I think it all started with Tupperware but now anything and everything can be home-sold and there’s rarely a weekend goes by around here without one of the linen ladies hosting Party-Lite, Virgin-Vie, Body Shop, Pampered Chef or Jamie-at-Home parties.
Well Slummy Mummy here was invited to a chocolate party last week and for as much as I hate these things – – AS IF – – I could refuse a party that involved the passing around of and much tasting of heavenly chocolate. Hell, they couldn’t pass the stuff round quick enough. I had to focus really hard to stop myself from snatching. My only distraction was watching (not without some amusement) one woman’s crisp, white linen trousers rapidly turning into a deliciously smudgy chocolatey colour.
Anyway, while the chocolate was going around the room, the consultant was doing her sales pitch and when she asked if anyone had any questions, me being the self-righteous pain in the arse that I am, I felt an urge to fling my arm up and ask her where the chocolate was sourced. So? There’s a real issue here – a lot of forced labour out there, much of it involving children and I couldn’t help see the obvious wealth of these ladies and wonder how aware they were of the dire conditions that people were going through to bring all the luxuries, including chocolate, into the homes of these pampered women. So shoot me! It’s the way I am!

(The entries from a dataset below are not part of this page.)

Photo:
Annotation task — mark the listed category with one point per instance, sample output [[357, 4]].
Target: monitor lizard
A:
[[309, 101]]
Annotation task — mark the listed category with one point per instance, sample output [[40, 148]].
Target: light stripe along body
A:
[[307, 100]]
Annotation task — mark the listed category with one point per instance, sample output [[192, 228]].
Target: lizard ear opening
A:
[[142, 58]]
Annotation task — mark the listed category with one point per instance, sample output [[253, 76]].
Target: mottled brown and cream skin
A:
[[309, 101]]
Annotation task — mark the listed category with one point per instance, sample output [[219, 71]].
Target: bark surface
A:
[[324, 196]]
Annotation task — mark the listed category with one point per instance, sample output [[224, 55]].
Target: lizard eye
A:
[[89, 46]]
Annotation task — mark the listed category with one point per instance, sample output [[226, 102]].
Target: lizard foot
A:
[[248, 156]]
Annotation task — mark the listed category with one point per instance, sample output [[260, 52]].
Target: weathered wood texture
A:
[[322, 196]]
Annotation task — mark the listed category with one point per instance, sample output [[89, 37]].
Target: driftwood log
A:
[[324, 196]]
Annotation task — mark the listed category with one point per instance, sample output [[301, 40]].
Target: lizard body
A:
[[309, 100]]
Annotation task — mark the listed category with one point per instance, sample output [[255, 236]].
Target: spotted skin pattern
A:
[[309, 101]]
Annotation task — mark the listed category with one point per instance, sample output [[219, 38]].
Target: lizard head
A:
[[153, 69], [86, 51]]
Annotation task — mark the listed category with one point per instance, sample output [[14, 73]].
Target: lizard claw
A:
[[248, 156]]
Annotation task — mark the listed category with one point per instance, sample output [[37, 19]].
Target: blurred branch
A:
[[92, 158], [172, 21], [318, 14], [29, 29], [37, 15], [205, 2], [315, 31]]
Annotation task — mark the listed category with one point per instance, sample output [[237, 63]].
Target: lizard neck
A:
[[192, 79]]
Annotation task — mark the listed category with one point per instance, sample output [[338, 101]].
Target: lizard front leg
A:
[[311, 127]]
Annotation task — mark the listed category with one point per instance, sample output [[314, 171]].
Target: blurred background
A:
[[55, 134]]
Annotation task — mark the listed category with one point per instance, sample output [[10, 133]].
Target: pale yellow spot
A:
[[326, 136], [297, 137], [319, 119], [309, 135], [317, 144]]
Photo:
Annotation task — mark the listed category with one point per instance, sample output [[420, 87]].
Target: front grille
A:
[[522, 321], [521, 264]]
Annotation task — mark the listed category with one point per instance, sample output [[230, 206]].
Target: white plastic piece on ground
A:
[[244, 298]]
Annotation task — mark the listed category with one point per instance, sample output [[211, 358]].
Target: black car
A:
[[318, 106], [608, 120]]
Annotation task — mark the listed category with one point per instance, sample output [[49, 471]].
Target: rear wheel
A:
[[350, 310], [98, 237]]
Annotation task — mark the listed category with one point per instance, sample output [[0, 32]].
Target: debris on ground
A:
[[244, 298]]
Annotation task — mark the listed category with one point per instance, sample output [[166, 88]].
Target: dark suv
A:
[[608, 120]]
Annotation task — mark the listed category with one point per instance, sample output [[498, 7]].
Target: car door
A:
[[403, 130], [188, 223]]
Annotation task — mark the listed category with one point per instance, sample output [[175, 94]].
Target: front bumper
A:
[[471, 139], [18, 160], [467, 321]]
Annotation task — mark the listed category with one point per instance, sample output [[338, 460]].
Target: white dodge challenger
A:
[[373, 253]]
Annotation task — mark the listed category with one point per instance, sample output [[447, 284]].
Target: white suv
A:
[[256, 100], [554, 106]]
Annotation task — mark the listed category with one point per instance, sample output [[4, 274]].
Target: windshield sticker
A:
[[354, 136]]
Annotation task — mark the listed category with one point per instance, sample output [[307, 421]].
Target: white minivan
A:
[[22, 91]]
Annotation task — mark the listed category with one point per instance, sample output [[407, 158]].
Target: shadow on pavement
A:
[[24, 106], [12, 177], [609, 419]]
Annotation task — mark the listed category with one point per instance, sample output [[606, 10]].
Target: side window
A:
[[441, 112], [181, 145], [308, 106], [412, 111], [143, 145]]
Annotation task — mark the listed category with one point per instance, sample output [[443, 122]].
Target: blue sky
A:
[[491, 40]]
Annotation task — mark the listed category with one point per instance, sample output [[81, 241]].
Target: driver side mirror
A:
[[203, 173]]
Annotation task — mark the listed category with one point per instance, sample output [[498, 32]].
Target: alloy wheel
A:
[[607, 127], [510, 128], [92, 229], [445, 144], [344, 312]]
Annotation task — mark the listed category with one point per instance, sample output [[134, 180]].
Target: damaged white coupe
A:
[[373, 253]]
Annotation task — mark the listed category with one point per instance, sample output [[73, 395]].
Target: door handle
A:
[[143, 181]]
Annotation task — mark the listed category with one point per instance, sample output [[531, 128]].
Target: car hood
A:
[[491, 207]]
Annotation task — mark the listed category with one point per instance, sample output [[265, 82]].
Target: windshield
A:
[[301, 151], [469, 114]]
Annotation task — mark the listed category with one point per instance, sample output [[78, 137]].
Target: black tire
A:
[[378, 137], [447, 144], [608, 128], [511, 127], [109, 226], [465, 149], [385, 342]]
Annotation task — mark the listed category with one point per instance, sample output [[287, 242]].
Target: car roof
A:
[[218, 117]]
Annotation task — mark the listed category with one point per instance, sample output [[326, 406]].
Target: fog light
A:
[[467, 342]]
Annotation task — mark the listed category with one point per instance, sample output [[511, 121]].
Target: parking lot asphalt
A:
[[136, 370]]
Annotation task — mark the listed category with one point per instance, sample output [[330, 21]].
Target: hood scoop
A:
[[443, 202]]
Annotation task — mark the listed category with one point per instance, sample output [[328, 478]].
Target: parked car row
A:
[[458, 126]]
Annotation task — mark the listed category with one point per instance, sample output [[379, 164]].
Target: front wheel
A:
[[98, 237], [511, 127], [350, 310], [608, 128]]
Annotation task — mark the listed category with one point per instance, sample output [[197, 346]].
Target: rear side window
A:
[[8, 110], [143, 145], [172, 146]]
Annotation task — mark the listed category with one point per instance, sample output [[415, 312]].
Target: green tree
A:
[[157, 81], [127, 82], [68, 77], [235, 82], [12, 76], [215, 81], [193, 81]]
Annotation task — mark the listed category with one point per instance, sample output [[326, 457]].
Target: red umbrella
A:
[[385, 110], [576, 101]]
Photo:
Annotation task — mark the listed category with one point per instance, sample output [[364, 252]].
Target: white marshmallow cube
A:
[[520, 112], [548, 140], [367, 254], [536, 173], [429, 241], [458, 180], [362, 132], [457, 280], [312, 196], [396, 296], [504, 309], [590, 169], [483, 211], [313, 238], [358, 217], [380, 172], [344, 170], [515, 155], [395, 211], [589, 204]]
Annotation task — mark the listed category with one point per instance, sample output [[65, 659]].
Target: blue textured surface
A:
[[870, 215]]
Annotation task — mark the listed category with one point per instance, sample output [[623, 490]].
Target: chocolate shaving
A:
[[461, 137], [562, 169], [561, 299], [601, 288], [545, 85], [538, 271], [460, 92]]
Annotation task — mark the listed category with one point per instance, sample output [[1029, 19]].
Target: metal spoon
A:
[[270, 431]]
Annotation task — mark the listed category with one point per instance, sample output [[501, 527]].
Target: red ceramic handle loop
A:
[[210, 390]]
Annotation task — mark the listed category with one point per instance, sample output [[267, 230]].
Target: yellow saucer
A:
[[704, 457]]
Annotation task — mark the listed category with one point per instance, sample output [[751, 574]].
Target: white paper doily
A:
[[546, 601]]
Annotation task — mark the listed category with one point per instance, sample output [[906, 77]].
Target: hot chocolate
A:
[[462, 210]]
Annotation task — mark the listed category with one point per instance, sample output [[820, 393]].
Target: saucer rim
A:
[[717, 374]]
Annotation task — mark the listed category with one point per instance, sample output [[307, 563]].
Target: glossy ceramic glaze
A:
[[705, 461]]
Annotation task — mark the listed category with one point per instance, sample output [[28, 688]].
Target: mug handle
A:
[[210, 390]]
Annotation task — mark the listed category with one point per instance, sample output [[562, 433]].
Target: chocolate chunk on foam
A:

But get this, I didn’t dare ask. I strongly suspected that the question would put the consultant on the spot and I didn’t want to cause her any embarrassment. Well I just hate those tumble-weed moments so I kept my mouth shut and endeavoured to check out the kitchen later in the hope of finding a jar of Fair Trade coffee so I could at least think nice thoughts about the host.
I’m not suggesting that all these women are shallow, unaware or don’t give a toss. I’m sure many do. But many don’t. You can call me as judgemental as you like but from my experience many of them are happy to turn a blind eye to how and from whence it came their way so long as they can live in their marshmallow world and basically have it all.
So, like it or not, responsible and ethical purchasing is important in the fight against slavery and exploitation and although we can’t be perfect all the time, there’s nothing wrong with being aware or raising awareness . . .
. . . and if you’re brave enough to approach a dozen suburban Alpha Mummies about it, you have my utmost admiration.